Boeing, looking to stake its claim in the private space race, announced it has selected the United Launch Alliance (ULA) Atlas V rocket for its CST-100 spacecraft.
The company is one of several privately run firms in a race between private contractors to bring the next generation of U.S. shuttles into space. With NASA's space shuttle program having ended a few weeks ago, the next phase of U.S. space exploration will likely come in the private sector.
As the Obama administration has shifted NASA's space exploration priorities into deep space (Mars, asteroids), the agency has turned to the private sector.
Like several other private contractors, Boeing is looking to get selected by NASA for funding. Boeing, which has already received several wealthy contracts from the space agency, says if it gets more money, it can launch an autonomous orbital flight, a transonic autonomous abort test launch and a crewed launch by 2015.
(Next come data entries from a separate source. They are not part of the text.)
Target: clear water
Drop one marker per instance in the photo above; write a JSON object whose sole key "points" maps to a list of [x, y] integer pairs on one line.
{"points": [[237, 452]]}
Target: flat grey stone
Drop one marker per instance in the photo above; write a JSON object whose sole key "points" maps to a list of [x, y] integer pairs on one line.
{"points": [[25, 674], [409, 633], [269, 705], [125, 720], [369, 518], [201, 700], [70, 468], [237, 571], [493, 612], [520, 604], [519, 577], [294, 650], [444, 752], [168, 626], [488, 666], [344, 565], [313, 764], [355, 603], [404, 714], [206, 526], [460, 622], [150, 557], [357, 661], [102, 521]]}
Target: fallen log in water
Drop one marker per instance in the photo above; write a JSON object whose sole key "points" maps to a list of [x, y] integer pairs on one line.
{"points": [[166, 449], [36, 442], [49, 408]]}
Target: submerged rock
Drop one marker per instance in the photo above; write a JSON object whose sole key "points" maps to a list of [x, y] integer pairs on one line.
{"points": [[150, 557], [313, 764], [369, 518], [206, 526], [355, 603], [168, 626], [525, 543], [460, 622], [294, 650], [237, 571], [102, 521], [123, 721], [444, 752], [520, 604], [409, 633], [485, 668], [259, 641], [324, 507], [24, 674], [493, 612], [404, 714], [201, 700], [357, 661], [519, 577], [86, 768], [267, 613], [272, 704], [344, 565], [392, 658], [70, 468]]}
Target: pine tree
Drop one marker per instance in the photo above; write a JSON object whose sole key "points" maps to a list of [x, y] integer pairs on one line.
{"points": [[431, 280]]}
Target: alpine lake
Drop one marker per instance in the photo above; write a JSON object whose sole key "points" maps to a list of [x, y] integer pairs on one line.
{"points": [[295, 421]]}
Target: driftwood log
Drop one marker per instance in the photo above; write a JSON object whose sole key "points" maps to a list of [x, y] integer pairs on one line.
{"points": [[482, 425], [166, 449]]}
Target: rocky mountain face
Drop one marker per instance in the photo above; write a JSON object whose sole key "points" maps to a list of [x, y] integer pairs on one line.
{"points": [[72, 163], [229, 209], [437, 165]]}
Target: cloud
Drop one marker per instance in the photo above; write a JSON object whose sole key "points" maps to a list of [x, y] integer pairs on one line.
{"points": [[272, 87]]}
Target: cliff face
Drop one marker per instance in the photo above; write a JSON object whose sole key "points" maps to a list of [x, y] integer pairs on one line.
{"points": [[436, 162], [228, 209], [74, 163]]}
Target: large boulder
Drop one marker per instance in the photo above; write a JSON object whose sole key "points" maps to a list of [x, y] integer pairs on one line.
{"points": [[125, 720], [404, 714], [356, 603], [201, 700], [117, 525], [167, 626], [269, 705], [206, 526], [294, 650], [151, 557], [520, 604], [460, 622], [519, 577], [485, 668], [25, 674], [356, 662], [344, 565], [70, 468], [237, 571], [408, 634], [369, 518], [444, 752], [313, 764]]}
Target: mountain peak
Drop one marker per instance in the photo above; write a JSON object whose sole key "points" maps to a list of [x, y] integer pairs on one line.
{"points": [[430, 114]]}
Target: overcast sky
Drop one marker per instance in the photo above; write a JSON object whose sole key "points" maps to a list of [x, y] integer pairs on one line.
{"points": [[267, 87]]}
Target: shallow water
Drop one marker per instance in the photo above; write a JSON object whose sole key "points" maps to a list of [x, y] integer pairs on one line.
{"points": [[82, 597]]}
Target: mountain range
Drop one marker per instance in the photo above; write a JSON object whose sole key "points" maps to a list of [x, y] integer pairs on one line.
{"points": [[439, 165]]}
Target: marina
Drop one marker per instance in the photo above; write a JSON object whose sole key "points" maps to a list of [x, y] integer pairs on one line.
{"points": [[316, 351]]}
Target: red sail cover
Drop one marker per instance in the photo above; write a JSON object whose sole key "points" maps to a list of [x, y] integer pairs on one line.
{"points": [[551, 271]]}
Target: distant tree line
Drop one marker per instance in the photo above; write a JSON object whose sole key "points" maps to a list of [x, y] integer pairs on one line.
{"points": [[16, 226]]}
"This selection marks a major step forward in Boeing's efforts to provide NASA with a proven launch capability as part of our complete commercial crew transportation service," John Elbon, vice president and program manager of Commercial Crew Programs and the source selection official for Boeing, said in a statement.
By selecting the Atlas V engine, Boeing says it can begin significant design work on an integrated system for launch and spacecraft operations. The Atlas V is reliable, having powered 26 successful missions into space since 2002. Boeing said it conducted a best-value competition before choosing Atlas V.
"We are pleased Boeing selected the Atlas V rocket and believe it is the right vehicle to help usher in the new commercial era in human spaceflight," said George Sowers, ULA vice president of Business Development. "The Atlas V is a cost-effective, reliable vehicle and ULA stands ready to support Boeing's commercial human spaceflight program."
Testing of the Atlas V will begin this year and results will be implemented next year. The ultimate product, the CST-100, will provide Americans home grown access to the International Space Station.
Boeing isn't the only one trying to accomplish this task. SpaceX's (Space Exploration Technologies) chief Elon Musk has been decidedly loud in his firm's ability to not only service the space station, but bring a man to the moon AND Mars. That company has been working fervently on its own spacecrafts, the Falcon Heavy, Falcon 1 and Falcon 9.
Also involved in the private space race are Sierra Nevada and Blue Origin.
Until these private contractors are ready, the U.S. will rely on the Russian Soyuz spacecraft to get ferried into space and service the International Space Station. Having to rely on the Russians has some Americans upset. In a recent poll by CNN, 64 percent of respondents said it was important for the U.S. to be ahead of Russia in the space race. Texas Governor and possible Presidential candidate, Rick Perry, also spoke against NASA's decision to end the space shuttle program and rely on Russia.
However, some are looking forward to the competition that the private space race will provide. Sen. Bill Nelson, D-Fla., He said the winner of this competition will be America as it will bring jobs and industry to Florida's coast and beyond.